Responding to this question created much literature among the rishonim. Among the approaches we find:

1. Dovid Hamelech conquered Suria to be a personal possession and did not involve the entire nation of Yisrael in its conquest (Rashi, Gittin 8b s. v. kivush).

2. The Rambam seems to hold a very similar approach, that conquered land becoming part of Eretz Yisrael is dependent on the involvement of most of the Jewish people, or acting as agency for the Jewish people (Hilchos Terumos 1:2).

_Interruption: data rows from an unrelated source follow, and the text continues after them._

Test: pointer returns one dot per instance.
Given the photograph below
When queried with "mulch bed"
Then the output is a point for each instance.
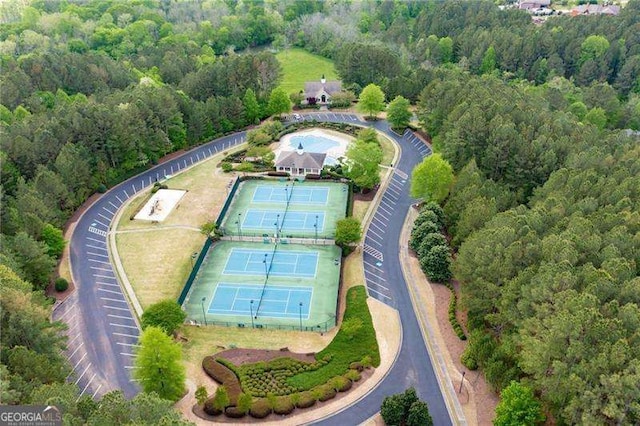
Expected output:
(249, 356)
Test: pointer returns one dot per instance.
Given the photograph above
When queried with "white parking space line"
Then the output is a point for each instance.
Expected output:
(124, 335)
(116, 308)
(76, 350)
(122, 325)
(100, 269)
(88, 383)
(381, 223)
(381, 294)
(113, 300)
(109, 291)
(376, 234)
(78, 363)
(98, 254)
(94, 393)
(80, 377)
(120, 316)
(105, 277)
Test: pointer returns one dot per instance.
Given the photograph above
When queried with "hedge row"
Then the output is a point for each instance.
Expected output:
(223, 375)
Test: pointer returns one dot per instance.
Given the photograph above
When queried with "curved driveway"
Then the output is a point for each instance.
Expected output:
(103, 331)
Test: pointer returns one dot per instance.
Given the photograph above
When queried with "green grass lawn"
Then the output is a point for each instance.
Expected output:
(299, 66)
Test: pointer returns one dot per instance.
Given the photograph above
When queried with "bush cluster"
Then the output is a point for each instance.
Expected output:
(223, 375)
(453, 319)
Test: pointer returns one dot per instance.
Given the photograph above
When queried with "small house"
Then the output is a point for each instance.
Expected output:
(320, 92)
(300, 163)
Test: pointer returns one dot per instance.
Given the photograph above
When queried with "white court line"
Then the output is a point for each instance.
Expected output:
(379, 221)
(74, 352)
(381, 294)
(120, 316)
(116, 308)
(94, 394)
(98, 254)
(124, 335)
(78, 363)
(109, 291)
(80, 377)
(113, 300)
(88, 383)
(122, 325)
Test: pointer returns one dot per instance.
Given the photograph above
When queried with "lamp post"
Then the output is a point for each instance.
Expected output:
(251, 308)
(204, 316)
(239, 228)
(266, 271)
(316, 229)
(300, 311)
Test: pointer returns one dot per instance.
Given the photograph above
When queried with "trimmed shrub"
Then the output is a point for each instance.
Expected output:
(356, 366)
(234, 413)
(340, 383)
(326, 393)
(210, 408)
(305, 400)
(61, 284)
(283, 405)
(353, 375)
(260, 408)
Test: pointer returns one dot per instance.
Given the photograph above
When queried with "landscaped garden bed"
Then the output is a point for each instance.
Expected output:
(258, 382)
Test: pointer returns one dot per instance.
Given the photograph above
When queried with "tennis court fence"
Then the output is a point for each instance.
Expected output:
(322, 327)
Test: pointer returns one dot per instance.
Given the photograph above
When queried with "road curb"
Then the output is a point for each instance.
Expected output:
(437, 360)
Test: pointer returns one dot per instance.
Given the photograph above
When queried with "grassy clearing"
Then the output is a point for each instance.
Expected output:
(157, 256)
(346, 347)
(300, 66)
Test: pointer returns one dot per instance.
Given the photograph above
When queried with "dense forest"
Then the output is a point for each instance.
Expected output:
(537, 121)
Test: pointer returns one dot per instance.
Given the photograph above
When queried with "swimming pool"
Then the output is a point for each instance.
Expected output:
(333, 144)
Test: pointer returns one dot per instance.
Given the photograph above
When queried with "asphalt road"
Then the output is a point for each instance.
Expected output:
(103, 332)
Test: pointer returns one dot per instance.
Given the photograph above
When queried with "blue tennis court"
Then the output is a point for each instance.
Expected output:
(296, 194)
(293, 221)
(277, 301)
(283, 263)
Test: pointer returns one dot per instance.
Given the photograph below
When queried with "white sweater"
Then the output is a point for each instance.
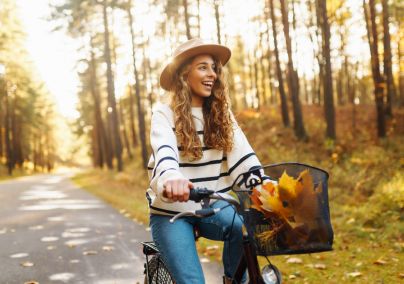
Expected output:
(216, 170)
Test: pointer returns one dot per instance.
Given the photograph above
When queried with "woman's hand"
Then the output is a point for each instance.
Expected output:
(178, 189)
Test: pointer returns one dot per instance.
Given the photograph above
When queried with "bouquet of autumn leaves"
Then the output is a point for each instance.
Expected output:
(291, 210)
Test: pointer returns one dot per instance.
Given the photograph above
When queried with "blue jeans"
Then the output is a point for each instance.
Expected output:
(176, 242)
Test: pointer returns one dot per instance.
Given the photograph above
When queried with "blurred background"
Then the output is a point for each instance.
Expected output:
(314, 81)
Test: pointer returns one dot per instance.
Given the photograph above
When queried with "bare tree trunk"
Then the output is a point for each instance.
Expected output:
(187, 19)
(142, 126)
(125, 136)
(111, 90)
(103, 141)
(217, 21)
(264, 89)
(284, 103)
(329, 111)
(7, 133)
(300, 132)
(377, 77)
(388, 66)
(401, 73)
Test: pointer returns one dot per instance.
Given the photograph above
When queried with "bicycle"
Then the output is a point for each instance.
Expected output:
(255, 224)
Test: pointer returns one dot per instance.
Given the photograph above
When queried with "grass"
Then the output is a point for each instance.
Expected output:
(366, 191)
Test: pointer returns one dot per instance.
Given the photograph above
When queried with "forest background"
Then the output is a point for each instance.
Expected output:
(314, 81)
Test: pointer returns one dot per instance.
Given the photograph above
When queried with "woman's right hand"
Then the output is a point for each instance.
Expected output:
(178, 189)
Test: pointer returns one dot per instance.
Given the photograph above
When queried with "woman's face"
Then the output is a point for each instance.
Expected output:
(202, 77)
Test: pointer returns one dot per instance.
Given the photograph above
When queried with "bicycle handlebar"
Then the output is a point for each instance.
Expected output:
(197, 194)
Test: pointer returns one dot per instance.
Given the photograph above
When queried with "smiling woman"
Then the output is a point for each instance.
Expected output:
(196, 142)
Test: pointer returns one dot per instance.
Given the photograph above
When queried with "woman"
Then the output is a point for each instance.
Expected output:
(196, 143)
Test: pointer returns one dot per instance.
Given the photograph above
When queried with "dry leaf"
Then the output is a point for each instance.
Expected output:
(355, 274)
(379, 261)
(320, 266)
(294, 260)
(27, 264)
(107, 248)
(90, 252)
(320, 256)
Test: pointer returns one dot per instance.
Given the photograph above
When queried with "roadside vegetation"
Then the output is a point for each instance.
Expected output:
(366, 192)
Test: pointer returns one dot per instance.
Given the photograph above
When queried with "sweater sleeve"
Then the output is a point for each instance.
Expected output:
(165, 150)
(242, 158)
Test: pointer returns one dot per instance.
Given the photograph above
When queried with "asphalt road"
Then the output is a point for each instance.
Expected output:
(69, 236)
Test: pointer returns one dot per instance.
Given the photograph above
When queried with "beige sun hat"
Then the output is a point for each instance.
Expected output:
(190, 49)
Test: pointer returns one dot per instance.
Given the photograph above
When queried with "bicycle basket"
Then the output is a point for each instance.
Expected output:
(292, 217)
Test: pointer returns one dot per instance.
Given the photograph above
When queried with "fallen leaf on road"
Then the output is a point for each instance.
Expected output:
(90, 252)
(107, 248)
(379, 261)
(320, 257)
(309, 265)
(320, 266)
(294, 260)
(355, 274)
(212, 247)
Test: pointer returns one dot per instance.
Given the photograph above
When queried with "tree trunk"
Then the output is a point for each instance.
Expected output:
(329, 111)
(187, 19)
(217, 16)
(7, 133)
(264, 89)
(111, 90)
(401, 73)
(103, 141)
(284, 103)
(378, 82)
(300, 132)
(388, 66)
(141, 120)
(125, 136)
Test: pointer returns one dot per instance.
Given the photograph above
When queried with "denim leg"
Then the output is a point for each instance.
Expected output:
(217, 227)
(176, 245)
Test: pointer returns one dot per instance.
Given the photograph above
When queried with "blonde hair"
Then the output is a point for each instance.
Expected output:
(218, 124)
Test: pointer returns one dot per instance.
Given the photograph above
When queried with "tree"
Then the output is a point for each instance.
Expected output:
(284, 103)
(142, 126)
(111, 90)
(388, 66)
(329, 111)
(300, 132)
(378, 82)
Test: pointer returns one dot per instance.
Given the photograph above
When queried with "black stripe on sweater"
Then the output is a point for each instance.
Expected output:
(195, 180)
(190, 165)
(240, 161)
(160, 161)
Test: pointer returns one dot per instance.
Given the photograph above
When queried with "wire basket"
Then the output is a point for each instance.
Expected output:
(292, 217)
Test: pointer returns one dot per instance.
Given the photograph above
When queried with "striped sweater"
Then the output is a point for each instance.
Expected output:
(216, 170)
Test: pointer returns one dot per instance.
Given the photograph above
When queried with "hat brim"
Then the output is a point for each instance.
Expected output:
(220, 52)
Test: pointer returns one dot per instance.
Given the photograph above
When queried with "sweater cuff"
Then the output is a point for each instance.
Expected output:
(168, 175)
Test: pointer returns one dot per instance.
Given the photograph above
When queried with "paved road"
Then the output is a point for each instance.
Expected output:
(48, 221)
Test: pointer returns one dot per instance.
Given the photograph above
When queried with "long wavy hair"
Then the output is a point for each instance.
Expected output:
(218, 124)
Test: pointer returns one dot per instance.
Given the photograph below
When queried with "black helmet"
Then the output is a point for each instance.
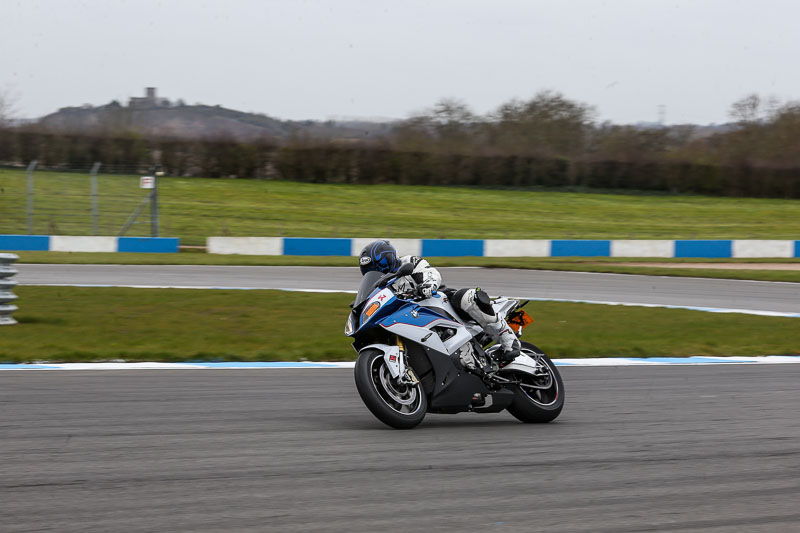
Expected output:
(380, 256)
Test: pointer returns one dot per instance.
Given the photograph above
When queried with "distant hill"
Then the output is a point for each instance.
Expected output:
(150, 115)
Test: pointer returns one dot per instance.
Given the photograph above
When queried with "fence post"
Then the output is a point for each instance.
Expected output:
(29, 208)
(95, 211)
(6, 286)
(156, 173)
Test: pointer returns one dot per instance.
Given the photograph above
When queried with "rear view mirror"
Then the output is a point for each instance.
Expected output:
(405, 269)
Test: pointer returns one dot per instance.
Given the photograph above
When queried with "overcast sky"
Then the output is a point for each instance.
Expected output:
(297, 59)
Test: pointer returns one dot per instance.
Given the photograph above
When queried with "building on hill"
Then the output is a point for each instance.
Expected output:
(148, 100)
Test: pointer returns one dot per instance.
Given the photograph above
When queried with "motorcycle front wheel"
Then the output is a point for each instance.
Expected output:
(399, 405)
(541, 397)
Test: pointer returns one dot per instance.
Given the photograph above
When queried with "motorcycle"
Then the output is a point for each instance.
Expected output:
(419, 356)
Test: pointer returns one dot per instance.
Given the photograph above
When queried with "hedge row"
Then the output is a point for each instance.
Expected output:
(349, 164)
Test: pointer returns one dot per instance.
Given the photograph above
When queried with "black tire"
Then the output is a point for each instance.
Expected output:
(384, 397)
(539, 406)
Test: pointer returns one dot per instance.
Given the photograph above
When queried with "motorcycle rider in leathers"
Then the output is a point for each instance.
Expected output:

3. At the time that Dovid Hamelech conquered Suria, the Benei Yisrael had as yet not taken possession of all of the land that they were supposed to acquire. Once the lands that the Jews were commanded in Parshas Mas’ei have been conquered, any land additionally conquered will have the halacha of Eretz Yisrael, but not land conquered earlier (Tosafos, Gittin 8a s. v. kivush).

Her diamond deserts

Although we have just demonstrated that the lands of Transjordan became endowed with the sanctity of Eretz Yisrael, and that, therefore, virtually all the laws of Eretz Yisrael apply to them, they still are not fully considered the Holy Land. For example, the midrash criticizes the tribes of Gad and Reuvein for prioritizing wrongly when they asked to receive their inherited lands in Transjordan. To quote the midrash (Bamidbar Rabbah, Parshas Matos 22, 7), which compares them to Korach and Haman (!?), “Similarly, we find that the Benei Gad and the Benei Reuven, who were wealthy and owned large herds, cherished their wealth and therefore elected to dwell outside Eretz Yisrael. As a result, they were the first of all the tribes to be exiled, as we are taught (Divrei Hayamim I, Chapter 5).

The wheat fields waving

Of course, we all know that Eretz Yisrael is famous for its seven special fruits — wheat, barley, grapes, figs, pomegranates, olives and dates — and the unique mitzvah, bikkurim, which is performed only with these seven fruits. I know that someone is going to criticize my calling wheat and barley “fruits,” since you will not find them in the produce department of your local supermarket. However, wheat and barley kernels are indeed “fruits,” and this is why the Mishnah frequently refers to them as peiros. We all commemorate this mitzvah annually at the Pesach Seder, when we read the story beginning with the words “Arami oveid avi,” which is part of the recital made by the pilgrim bringing his bikkurim to the Beis Hamikdash.

A voice was sounding

We are meant to be “a light onto the nations,” which charges us with the responsibility to act in a manner that we create a kiddush Hashem. This means we are to live as a nation in Eretz Yisrael following the mitzvos of the Torah that Hashem commanded us individually and nationally, and that only Hashem could have commanded!

The Beis Hamikdash represents our relationship to Eretz Yisrael as being completely dependent on the Torah; this is why the bikkurim must be brought to the Beis Hamikdash and placed alongside the mizbei’ach. Our acquisition of Eretz Yisrael is only for the purpose of observing the Torah.